Esmy, as e.g. Lucene, is structured around indexes and segments. A segment is a collection of on-disk data structures, and an index is a set of segments. Segments are immutable. When adding documents to Esmy, you add some documents which are at some point commited to disk, at which point a segment is created. Over time, this will mean many small segments. In order to prevent having so many small segments, Esmy can merge segments into larger segments. The on-disk data structures of the segments can then be used to do something useful, e.g. searching for text.
Apart from not being on the JVM, there are a few differences from Lucene.

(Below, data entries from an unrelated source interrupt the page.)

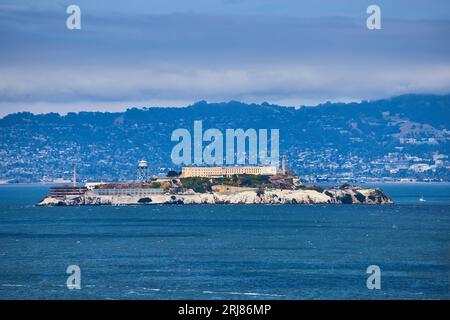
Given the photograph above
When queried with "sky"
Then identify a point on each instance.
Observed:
(144, 53)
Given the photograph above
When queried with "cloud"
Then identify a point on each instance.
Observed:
(178, 58)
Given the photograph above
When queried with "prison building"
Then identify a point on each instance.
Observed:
(215, 172)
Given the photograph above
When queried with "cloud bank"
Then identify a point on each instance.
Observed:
(178, 58)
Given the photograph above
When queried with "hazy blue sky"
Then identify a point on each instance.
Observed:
(172, 53)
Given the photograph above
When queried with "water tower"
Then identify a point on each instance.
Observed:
(142, 171)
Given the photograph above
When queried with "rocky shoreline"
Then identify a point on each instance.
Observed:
(342, 195)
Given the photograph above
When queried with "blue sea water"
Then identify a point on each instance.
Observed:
(227, 252)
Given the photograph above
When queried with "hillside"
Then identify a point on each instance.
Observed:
(405, 136)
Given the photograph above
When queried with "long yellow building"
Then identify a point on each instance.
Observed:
(212, 172)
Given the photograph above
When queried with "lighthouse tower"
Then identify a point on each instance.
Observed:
(142, 175)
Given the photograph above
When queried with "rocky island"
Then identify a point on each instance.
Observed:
(237, 189)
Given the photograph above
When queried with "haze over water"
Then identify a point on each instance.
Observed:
(227, 252)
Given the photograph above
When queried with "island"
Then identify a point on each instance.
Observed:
(234, 189)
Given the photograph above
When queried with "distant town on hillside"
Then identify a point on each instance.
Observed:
(405, 137)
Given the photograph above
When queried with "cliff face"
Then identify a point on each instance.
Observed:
(349, 195)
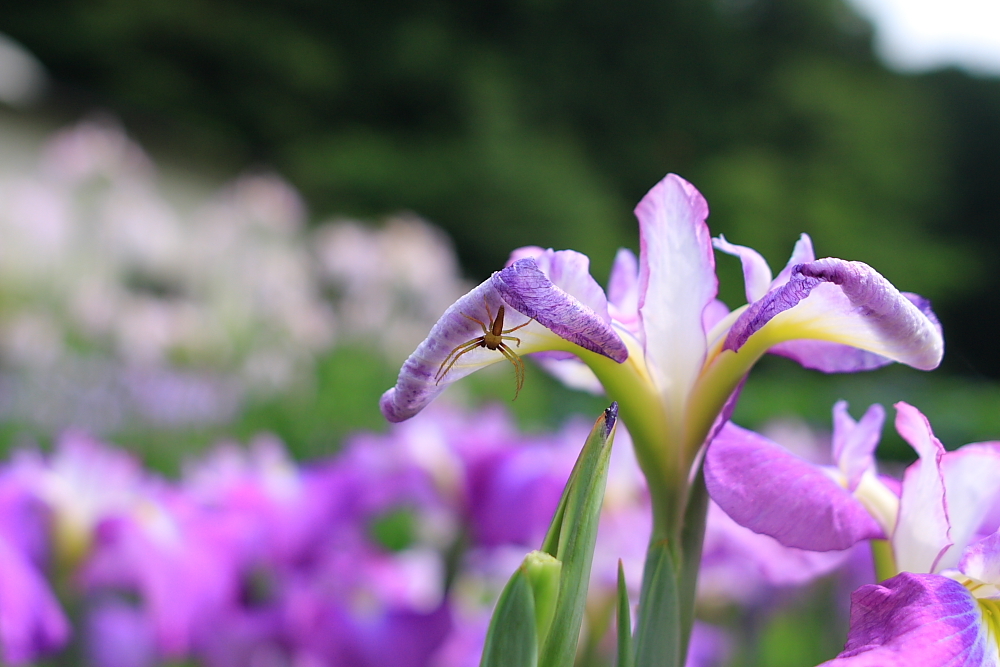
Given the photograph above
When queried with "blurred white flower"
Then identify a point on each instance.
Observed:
(390, 284)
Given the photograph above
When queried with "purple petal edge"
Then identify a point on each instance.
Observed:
(915, 619)
(899, 316)
(769, 490)
(529, 291)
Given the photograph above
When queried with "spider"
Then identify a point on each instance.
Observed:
(493, 338)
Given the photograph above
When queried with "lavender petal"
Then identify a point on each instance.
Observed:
(850, 304)
(770, 490)
(916, 619)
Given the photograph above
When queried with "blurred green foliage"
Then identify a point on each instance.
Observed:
(543, 122)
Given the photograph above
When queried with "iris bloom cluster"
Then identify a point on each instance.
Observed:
(667, 351)
(935, 532)
(397, 546)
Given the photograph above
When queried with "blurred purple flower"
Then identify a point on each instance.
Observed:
(32, 622)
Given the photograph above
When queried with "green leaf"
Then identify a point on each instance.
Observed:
(512, 640)
(573, 534)
(657, 637)
(692, 539)
(624, 621)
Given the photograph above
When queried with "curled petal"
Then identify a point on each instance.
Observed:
(568, 270)
(528, 290)
(676, 283)
(845, 303)
(922, 531)
(756, 272)
(916, 619)
(769, 490)
(802, 253)
(528, 294)
(854, 442)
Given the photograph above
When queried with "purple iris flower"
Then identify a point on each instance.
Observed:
(941, 605)
(659, 342)
(32, 622)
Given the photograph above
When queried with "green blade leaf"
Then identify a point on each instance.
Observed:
(692, 540)
(657, 637)
(512, 639)
(624, 621)
(574, 538)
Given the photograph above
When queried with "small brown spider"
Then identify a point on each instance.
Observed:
(493, 338)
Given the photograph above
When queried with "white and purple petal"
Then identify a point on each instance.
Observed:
(845, 303)
(854, 442)
(981, 560)
(971, 476)
(922, 534)
(756, 272)
(623, 292)
(917, 619)
(769, 490)
(527, 293)
(676, 283)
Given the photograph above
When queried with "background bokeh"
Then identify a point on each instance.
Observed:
(543, 122)
(212, 158)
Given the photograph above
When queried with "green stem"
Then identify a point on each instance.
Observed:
(885, 561)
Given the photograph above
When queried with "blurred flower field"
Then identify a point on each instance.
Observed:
(196, 471)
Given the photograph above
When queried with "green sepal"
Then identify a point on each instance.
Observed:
(572, 536)
(512, 639)
(657, 637)
(544, 574)
(624, 621)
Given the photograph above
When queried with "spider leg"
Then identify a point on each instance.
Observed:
(479, 322)
(518, 366)
(489, 315)
(512, 338)
(518, 326)
(453, 356)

One is that Lucene treats the inverted index as the core of the Library. While it is an important feature of Esmy, it's only one kind of useful data structure. Esmy instead has a concept of a segment feature. The inverted index is one such segment feature. The requirements on a segment feature is that you can create one from a set of documents, and that the feature can merge files that it wrote into larger files.
Features are identified by names, and since they are decoupled from fields you can add more than one type of index for a particular field. This means that you, for example, can have a document indexed with different analyzers without having to have separate fields for them, as you would in Lucene.
Another one is that Esmy has more opinionated (but open) view of what a document is. Lucene treats a document as a set of fields at input, but has no notion of a document when reading. This leads to e.g. Elasticsearch having a JSON-structure emulate this, by storing the JSON as a string field. Since Lucene is not Elasticsearch, Lucene can not use that _source
field, Lucene can't use that field. Esmy instead has a notion of a document, and an on-disk data structure. This means that Esmy can use the document.
This repository is licensed under the Apache License, Version 2.0 license, with the exception of data in the data directory, which comes from Wikipedia and is only used for testing purposes.